30. La référence autobiographique a une fonction essentielle dans l’argumentation. L’opinion énoncée tire sa valeur du fait qu’elle est personnelle, paradoxale, sans doute unique, comme pensait l’être Rousseau qui cherche ici à se distinguer aux deux sens du mot : il marque sa singularité par rapport aux « gens de lettres » (dont s’occupe Malesherbes en tant que directeur de la Librairie) et affirme par là sa supériorité morale. Son argumentation vaut par l’image qu’il donne ici de lui, proche des « paysans de Montmorency », défenseur du « peuple », contempteur de Paris et de ses salons fréquentés par ses anciens amis les « philosophes » qui veulent que l’homme se distingue par des « qualités sociables » (« il n’y a que le méchant qui soit seul », a écrit Diderot). Se posant en victime d’une accusation injuste (sa solitude le rendrait « inutile »), il s’emploie à la réfuter en invoquant sa vie (il affirme « donner l’exemple aux hommes de la vie qu’ils devraient tous mener ») et ses œuvres et en présentant ses accusateurs comme des « désœuvrés », des parasites qui font profession d’écrire. La personnalité de l’ermite de Montmorency anime ce passage, son exaltation – sensible dans le mouvement oratoire « C’est quelque chose… » – peut toucher le lecteur.
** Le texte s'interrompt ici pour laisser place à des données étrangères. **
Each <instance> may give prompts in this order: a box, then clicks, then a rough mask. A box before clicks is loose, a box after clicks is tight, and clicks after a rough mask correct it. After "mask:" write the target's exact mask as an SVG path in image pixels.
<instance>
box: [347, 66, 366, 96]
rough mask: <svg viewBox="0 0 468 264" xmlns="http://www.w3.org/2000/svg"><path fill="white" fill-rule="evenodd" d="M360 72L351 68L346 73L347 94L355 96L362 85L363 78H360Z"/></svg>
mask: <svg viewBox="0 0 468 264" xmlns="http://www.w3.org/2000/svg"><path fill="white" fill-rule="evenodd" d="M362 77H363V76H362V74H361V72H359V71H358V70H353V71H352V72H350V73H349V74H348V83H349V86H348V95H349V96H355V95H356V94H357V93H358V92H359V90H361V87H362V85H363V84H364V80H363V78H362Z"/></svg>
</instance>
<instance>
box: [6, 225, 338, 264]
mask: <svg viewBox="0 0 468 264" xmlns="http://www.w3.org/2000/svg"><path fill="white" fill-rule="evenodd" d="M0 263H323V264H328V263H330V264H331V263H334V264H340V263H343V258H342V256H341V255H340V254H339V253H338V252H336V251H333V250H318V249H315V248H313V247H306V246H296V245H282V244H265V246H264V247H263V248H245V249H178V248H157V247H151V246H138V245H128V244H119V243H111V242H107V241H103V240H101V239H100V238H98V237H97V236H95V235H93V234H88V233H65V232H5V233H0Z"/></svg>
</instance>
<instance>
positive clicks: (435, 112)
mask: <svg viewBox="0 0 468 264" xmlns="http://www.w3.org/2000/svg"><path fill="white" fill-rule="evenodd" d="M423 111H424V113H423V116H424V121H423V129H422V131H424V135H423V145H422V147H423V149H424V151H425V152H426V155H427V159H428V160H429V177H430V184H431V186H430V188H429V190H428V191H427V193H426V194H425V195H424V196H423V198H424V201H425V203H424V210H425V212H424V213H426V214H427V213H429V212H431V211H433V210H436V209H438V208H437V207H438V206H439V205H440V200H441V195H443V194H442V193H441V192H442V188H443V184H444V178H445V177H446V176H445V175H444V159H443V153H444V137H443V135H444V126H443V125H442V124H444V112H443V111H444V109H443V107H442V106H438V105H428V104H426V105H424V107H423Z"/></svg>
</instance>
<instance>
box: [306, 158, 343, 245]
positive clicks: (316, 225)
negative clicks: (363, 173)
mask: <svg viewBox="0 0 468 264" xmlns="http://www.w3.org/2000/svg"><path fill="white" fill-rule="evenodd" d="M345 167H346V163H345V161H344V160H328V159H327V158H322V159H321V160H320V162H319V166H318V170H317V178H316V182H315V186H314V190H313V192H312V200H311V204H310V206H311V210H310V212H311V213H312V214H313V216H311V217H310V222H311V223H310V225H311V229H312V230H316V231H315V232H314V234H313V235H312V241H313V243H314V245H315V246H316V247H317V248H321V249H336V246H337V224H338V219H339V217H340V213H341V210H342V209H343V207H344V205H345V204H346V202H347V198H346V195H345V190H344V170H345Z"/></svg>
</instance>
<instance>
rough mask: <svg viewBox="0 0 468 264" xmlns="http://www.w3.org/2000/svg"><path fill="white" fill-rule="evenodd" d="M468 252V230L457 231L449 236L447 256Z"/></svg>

31. Pour persuader ses contemporains que les Indiens ne leur sont nullement inférieurs, Montaigne leur présente son propre témoignage, se portant ainsi garant de l’authenticité des faits. Un roi indien lui décrit la condition qui lui est réservée, en tous points opposée à celle d’un roi en Europe : à la guerre, il s’expose le premier aux coups des ennemis et ne commande qu’une armée réduite, hors de la guerre, il ne bénéficie que d’un traitement honorifique. L’étonnante modestie de cette condition constitue une critique implicite des monarchies européennes.

L’essai se clôt par une pointe ironique que Montaigne lance à ses contemporains (ses lecteurs) en imaginant la leçon qu’ils tirent du récit précédent : ils concèdent (de mauvais gré : « Cela ne va pas trop mal ») que les Indiens ont des qualités mais, toujours soumis au préjugé ethnocentrique, invoquent l’argument – irrecevable pour Montaigne – de leur nudité pour réaffirmer que ce sont des sauvages.

32. Camus rejette l’étiquette de « philosophe de l’absurde » qui lui est accolée depuis L’Étranger et Le Mythe de Sisyphe et qui fait de lui un pessimiste. S’il concède que l’optimisme lui est impossible (comme à « tous les hommes de [son] âge »), il refuse « le vrai pessimisme », qu’il associe à la haine et juge déshonorant. Dans sa philosophie, le nihilisme est bien lié au sentiment de l’absurde (on ne peut trouver un sens au monde dans la divinité ou dans l’histoire) mais il se heurte à des valeurs morales (« meurtre, injustice ou violence », « cruauté » et « infamie » sont inacceptables) et il faut donc le « dépasser » : Camus écrit plus loin que « l’absurde ne peut être considéré que comme une position de départ ». Toutefois, ce sursaut salutaire est attribué à son tempérament méditerranéen qui lui permet de « saluer la vie jusque dans la souffrance » ; la « lumière » joue ici un rôle essentiel : associée à « la vie », à l’amour de la vie, elle renvoie efficacement le pessimisme aux ténèbres.